SU274741A1 - METHOD OF OBTAINING POLYAMIDE - Google Patents

Description

The invention relates to polyamides suitable for the manufacture of fibers, with aromatic cycles in the chain and possessing excellent thermal properties, in particular, high resistance to prolonged heating at high temperature in the presence of air.

It is known that polyamides with a chain formed by aromatic cycles bound by amide groups have an increased heat resistance and are able to withstand, without decomposing, a temperature of the order of 300-400 ° C. In addition, these polyamides possess such physicochemical and mechanical properties that allow them to be widely used in the manufacture of fibers, films, coatings, and molded products.

However, the extrusion of aromatic polyamides in the molten state is practically impossible, since in order to provide the necessary viscosity it is necessary to work at very high temperatures, which causes some decomposition of the polymer.

In addition, the solubility of aromatic polyamides in commonly used solvents is usually low, as a result of which it is difficult to obtain solutions of sufficient concentration, which can be extruded in a dry or wet state. Their solubility can be increased by adding

mineral salts that are soluble and dissociate into ions in a solvent, but subsequently these salts are almost impossible to completely remove from the finished products released from these solutions. In addition, these salts are fillers capable of impairing certain properties of the polymer.

The invention relates to polyamides of increased heat resistance, capable of producing relatively concentrated solutions in common solvents.

A method for the preparation of polyamides by condensation of 15 dicarboxylic chlorides with diamines of the formula

Hjn

NH2

20

where R is hydrogen or alkyl containing 25 to 6 carbon atoms; R is alkyl, hydrogen.

2H, N

Chloroanhydrides of predominantly aromatic dicarboxylic acids, for example isophthalic, terephthalic, are used in the reaction.

To obtain copolyamides, one or more amino derivatives with one or more acid derivatives can be introduced into the reaction.

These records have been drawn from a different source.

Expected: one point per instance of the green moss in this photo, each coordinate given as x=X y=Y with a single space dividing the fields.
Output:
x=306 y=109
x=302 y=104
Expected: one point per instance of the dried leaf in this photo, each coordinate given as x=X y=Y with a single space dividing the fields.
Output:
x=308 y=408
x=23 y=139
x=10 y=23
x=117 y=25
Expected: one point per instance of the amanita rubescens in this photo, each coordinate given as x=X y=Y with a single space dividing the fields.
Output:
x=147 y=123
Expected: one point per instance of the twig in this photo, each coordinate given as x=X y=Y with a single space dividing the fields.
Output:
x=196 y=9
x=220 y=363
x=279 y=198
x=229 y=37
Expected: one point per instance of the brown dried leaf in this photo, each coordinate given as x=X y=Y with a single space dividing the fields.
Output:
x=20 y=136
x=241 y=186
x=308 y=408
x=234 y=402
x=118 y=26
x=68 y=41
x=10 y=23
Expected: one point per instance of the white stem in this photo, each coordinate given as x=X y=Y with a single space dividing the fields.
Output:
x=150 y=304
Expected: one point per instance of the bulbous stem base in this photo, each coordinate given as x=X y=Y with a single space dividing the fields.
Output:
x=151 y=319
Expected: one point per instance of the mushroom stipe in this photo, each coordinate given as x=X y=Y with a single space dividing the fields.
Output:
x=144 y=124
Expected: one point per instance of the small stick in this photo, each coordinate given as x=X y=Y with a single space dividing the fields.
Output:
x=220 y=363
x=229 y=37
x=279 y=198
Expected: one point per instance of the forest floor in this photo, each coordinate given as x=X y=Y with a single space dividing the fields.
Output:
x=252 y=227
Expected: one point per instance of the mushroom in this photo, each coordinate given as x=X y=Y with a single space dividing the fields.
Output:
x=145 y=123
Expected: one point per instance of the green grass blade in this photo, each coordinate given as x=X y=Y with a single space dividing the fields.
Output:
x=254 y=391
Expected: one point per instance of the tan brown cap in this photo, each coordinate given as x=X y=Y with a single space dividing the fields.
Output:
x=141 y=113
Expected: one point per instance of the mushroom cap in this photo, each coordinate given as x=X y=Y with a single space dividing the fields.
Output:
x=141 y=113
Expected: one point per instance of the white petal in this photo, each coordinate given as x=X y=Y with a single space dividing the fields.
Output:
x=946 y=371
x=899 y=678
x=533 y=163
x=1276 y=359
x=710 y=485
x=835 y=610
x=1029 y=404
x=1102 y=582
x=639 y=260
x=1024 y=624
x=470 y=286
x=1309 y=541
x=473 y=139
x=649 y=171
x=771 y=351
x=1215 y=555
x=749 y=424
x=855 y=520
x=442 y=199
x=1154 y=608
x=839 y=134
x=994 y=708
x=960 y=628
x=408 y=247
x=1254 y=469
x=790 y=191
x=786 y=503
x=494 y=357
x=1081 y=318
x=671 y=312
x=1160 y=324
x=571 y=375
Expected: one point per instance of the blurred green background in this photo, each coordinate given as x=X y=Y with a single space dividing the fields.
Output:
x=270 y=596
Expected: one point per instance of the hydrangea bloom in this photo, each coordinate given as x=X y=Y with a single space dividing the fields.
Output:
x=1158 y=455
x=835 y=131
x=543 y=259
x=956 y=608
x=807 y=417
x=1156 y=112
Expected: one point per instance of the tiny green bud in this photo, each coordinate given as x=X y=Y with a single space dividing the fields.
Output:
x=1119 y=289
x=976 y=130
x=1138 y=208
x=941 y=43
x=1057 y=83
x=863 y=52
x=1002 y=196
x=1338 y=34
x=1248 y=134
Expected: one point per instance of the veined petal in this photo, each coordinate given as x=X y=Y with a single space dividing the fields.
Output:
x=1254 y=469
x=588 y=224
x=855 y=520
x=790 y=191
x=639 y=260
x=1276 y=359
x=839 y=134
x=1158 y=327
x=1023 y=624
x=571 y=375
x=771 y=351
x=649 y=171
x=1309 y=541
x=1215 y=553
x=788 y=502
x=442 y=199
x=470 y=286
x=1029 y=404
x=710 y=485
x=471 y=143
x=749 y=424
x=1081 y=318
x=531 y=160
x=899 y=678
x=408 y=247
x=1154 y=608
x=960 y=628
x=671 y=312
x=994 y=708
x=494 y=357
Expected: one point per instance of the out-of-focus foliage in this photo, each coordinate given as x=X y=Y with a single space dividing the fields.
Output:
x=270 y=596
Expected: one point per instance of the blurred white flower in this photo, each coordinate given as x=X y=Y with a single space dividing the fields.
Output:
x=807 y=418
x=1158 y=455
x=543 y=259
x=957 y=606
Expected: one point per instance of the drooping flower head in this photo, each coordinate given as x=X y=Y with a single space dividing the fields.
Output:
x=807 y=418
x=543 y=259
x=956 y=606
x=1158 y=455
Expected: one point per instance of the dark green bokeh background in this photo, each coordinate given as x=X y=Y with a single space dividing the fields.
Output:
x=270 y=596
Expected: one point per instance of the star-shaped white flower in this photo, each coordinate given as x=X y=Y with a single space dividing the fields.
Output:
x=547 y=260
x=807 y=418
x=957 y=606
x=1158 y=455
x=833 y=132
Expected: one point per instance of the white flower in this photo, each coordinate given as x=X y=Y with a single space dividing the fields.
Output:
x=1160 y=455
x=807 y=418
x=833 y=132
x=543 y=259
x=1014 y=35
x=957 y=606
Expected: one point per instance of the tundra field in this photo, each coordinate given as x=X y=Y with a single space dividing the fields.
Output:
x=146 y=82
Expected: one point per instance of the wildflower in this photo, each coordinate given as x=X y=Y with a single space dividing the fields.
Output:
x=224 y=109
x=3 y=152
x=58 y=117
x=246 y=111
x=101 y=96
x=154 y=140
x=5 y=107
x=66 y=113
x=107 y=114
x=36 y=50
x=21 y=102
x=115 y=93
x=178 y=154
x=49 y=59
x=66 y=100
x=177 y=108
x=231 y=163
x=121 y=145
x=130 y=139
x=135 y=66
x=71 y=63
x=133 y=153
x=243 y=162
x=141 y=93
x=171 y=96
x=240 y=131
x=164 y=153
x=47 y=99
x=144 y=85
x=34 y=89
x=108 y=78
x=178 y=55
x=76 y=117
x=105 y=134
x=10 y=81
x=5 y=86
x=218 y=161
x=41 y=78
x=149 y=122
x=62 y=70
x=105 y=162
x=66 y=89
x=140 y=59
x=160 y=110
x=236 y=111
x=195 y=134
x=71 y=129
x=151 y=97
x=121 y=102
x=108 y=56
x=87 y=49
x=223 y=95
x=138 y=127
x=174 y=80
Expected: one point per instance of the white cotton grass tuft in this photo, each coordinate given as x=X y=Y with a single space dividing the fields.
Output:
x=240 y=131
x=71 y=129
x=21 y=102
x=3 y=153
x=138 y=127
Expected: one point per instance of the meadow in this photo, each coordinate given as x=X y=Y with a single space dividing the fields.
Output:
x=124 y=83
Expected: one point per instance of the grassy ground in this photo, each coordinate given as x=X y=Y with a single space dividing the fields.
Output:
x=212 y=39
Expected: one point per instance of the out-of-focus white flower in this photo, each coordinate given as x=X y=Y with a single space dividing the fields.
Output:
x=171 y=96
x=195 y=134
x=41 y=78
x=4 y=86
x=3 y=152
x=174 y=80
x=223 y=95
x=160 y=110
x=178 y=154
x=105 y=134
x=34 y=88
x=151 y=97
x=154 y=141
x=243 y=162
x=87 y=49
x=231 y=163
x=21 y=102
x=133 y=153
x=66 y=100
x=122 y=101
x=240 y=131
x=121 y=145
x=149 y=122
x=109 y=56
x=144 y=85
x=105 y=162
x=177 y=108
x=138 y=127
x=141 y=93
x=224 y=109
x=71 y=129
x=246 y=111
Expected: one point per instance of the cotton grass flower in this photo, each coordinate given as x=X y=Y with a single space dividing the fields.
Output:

The melting point of polyamides is above 300 ° C, most often around 350 ° C. During molding, they are able to withstand, without decomposition, temperatures higher than 150 ° C (further up to 200 ° C), with quite satisfactory mechanical properties. Their electrical properties, in particular the resistivity in the transverse direction and the dielectric constant, depend much less on temperature than on conventional polyamides. The properties of polyamides do not deteriorate appreciably with prolonged exposure to high temperatures (on the order of 200 ° C) in an inert atmosphere and even in the presence of air.

Aromatic polyamides, derivatives of 1,1-bis- (4-aminophenyl) -2-phenylalkanes, substituted or unsubstituted, dissolve in metacresol at 25 ° C, in dimethylformamide, dimethyl acetamide, dimethyl sulfoxide, etc., to form a rather viscous concentrated solutions suitable for dry or wet molding. These solutions can be extruded in the form of fibers, films, or cast in the form of films or plates used in the manufacture of varnishes, binders for laminates, etc.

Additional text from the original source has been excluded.